Cooney has been quite impressive in his last five outings, shifting from a player who looks for his teammates to set him up to one who attacks the game, making things happen. The guard has made 25-of-62 shots overall, good for a 40.3 percent mark. The aggressiveness is also shown in an increase from under nine field goal attempts per game to 12.4 in the last five games.
That assertiveness seems to have had a positive effect on his perimeter shooting, as well. After starting out in a shooting slump from three-point range, Cooney has picked up his outside shot in the last five games, knocking down 14-of-35 shots from deep, good for a 40 percent mark. (That includes an 0-for-4 game against St. John’s.) Prior to that time? Try 9-for-33, good for a 27.3 percent accuracy rate.
Cooney has also shot 16 free throws in those five games after 13 in the first six and has shown a strong assist-to-turnover ratio of 12-to-4, an improvement from the 12-to-7 mark he posted in the first half dozen games.
Gbinije has also shown a marked improvement with a shift to a more aggressive style in the same timeframe, including a promotion to the starting lineup. The only one of the five games where Gbinije didn’t reach double figures in scoring was the game against Louisiana Tech. Gbinije sat the second half of that contest with a back issue.
In the other four games, the Duke transfer is averaging 13 points per game on 20-of-37 shooting, good for a 54.1 percent mark. Not bad for someone who started the season shooting 12-of-35 (34.3 percent) from the floor. Having started the season making 2-of-17 from three-point range, including missing the last 11 of his tries from deep, Gbinije has splashed four of his last eight shots from beyond the arc.
It’s not just shooting for Gbinije, either. In his four full games in the last five contests, he is also averaging 5.0 rebounds and 3.6 assists, including eight boards against Villanova and five helpers against both St.

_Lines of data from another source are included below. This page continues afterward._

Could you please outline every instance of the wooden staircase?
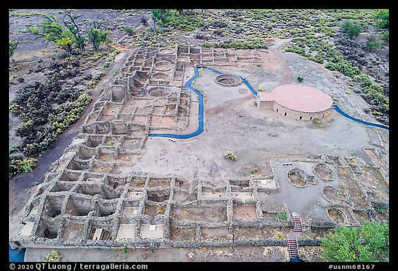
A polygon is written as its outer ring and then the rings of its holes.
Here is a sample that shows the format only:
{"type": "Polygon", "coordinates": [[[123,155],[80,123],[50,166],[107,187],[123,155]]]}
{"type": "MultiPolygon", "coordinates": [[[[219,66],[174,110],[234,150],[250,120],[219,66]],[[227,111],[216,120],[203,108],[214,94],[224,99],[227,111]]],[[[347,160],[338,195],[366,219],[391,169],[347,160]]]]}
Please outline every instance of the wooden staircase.
{"type": "Polygon", "coordinates": [[[295,238],[290,238],[288,235],[287,245],[289,255],[290,256],[290,258],[294,258],[298,256],[298,243],[297,242],[297,237],[300,235],[300,233],[303,232],[303,221],[301,221],[301,216],[298,214],[293,213],[292,218],[294,223],[294,227],[292,230],[294,232],[292,233],[290,236],[291,237],[295,236],[295,238]]]}
{"type": "Polygon", "coordinates": [[[298,244],[297,243],[297,237],[295,239],[290,239],[287,238],[287,245],[289,246],[289,255],[290,258],[296,257],[298,256],[298,244]]]}

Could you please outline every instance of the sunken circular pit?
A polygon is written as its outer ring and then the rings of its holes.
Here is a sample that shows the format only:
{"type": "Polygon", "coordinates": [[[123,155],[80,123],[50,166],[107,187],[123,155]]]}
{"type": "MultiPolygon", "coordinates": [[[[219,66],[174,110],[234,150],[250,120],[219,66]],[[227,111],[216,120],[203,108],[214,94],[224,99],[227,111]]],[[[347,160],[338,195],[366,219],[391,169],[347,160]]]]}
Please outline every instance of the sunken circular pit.
{"type": "Polygon", "coordinates": [[[236,86],[242,83],[240,77],[229,74],[220,75],[216,77],[215,81],[222,86],[236,86]]]}
{"type": "Polygon", "coordinates": [[[160,54],[172,54],[174,53],[174,49],[172,48],[161,48],[159,49],[159,53],[160,54]]]}
{"type": "Polygon", "coordinates": [[[316,185],[315,176],[308,175],[303,169],[295,167],[286,174],[287,180],[296,187],[303,188],[310,185],[316,185]]]}
{"type": "Polygon", "coordinates": [[[314,166],[312,171],[318,177],[325,182],[330,182],[334,180],[335,176],[333,171],[325,163],[316,164],[314,166]]]}
{"type": "Polygon", "coordinates": [[[169,81],[170,77],[167,73],[153,73],[151,76],[151,78],[153,80],[162,80],[162,81],[169,81]]]}
{"type": "Polygon", "coordinates": [[[155,68],[158,71],[170,71],[173,68],[173,64],[167,60],[162,60],[155,63],[155,68]]]}
{"type": "Polygon", "coordinates": [[[162,86],[155,86],[148,91],[148,94],[153,97],[166,97],[171,94],[171,91],[162,86]]]}

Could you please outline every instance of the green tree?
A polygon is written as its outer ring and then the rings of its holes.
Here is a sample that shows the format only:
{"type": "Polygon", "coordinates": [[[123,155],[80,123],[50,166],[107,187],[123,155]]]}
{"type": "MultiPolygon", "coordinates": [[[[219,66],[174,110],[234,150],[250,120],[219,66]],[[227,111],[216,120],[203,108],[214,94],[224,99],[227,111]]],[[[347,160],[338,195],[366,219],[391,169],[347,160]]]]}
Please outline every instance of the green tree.
{"type": "Polygon", "coordinates": [[[160,28],[163,28],[164,24],[170,19],[170,10],[167,9],[153,9],[151,10],[152,12],[152,20],[153,21],[153,32],[156,32],[156,23],[160,22],[160,28]]]}
{"type": "Polygon", "coordinates": [[[151,18],[152,19],[152,21],[153,22],[153,32],[156,32],[156,21],[159,19],[159,15],[160,13],[160,9],[153,9],[151,10],[152,12],[152,16],[151,18]]]}
{"type": "Polygon", "coordinates": [[[321,256],[329,261],[388,261],[389,234],[388,223],[367,221],[359,227],[338,227],[321,239],[321,256]]]}
{"type": "Polygon", "coordinates": [[[90,21],[90,29],[87,35],[94,50],[98,50],[101,44],[109,40],[108,35],[110,31],[102,29],[104,25],[105,21],[102,20],[95,19],[90,21]]]}
{"type": "Polygon", "coordinates": [[[368,48],[368,49],[371,51],[380,49],[381,48],[381,41],[380,41],[377,36],[375,35],[371,35],[368,37],[366,48],[368,48]]]}
{"type": "Polygon", "coordinates": [[[376,24],[379,28],[389,29],[390,11],[388,10],[379,10],[376,13],[376,24]]]}
{"type": "Polygon", "coordinates": [[[344,21],[340,28],[347,33],[350,39],[352,39],[354,37],[358,37],[361,32],[361,24],[356,21],[344,21]]]}
{"type": "Polygon", "coordinates": [[[67,18],[66,20],[63,19],[64,25],[66,26],[69,32],[73,35],[75,38],[73,41],[79,48],[80,53],[82,54],[84,53],[86,47],[86,38],[81,34],[78,24],[76,21],[76,19],[80,17],[80,15],[77,16],[73,14],[72,10],[63,9],[62,11],[64,13],[64,17],[67,18]]]}
{"type": "Polygon", "coordinates": [[[19,44],[19,41],[14,41],[11,39],[8,39],[8,61],[11,59],[11,57],[14,55],[14,51],[17,48],[18,44],[19,44]]]}
{"type": "Polygon", "coordinates": [[[58,47],[64,50],[69,55],[72,55],[74,50],[74,37],[70,31],[64,28],[55,15],[46,14],[44,17],[46,19],[39,24],[41,30],[37,27],[31,27],[29,28],[30,32],[43,37],[47,42],[55,43],[58,47]]]}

John’s and Villanova.
Their combined aggression has transformed the Orange from a team reliant on Rakeem Christmas’ developing post game and chasing down offensive rebounds for points to one with a multi-faceted offense. And while Christmas has continued to be a consistent offensive force (16.5 points per game, 13 or more points in ten of 11 games), the strong play of Cooney and Gbinije have allowed Syracuse to define roles for some of its complementary players.
Freshman Chris McCullough no longer needs to score for the Orange to have a shot at
winning (he’s mired in a 2-for-16 shooting slump and averaging four points over his last three after scoring in double digits in his first eight games). Freshman point guard Kaleb Joseph can focus on running the team instead of forcing the issue. Tyler Roberson has settled into a role as an energy player who rebounds instead of trying to do too much (he started the season making 14-of-38 on field goals, but has made 14-of-22 in the last three games).
Playing like they have nothing to lose appears to be pushing the Orange to win.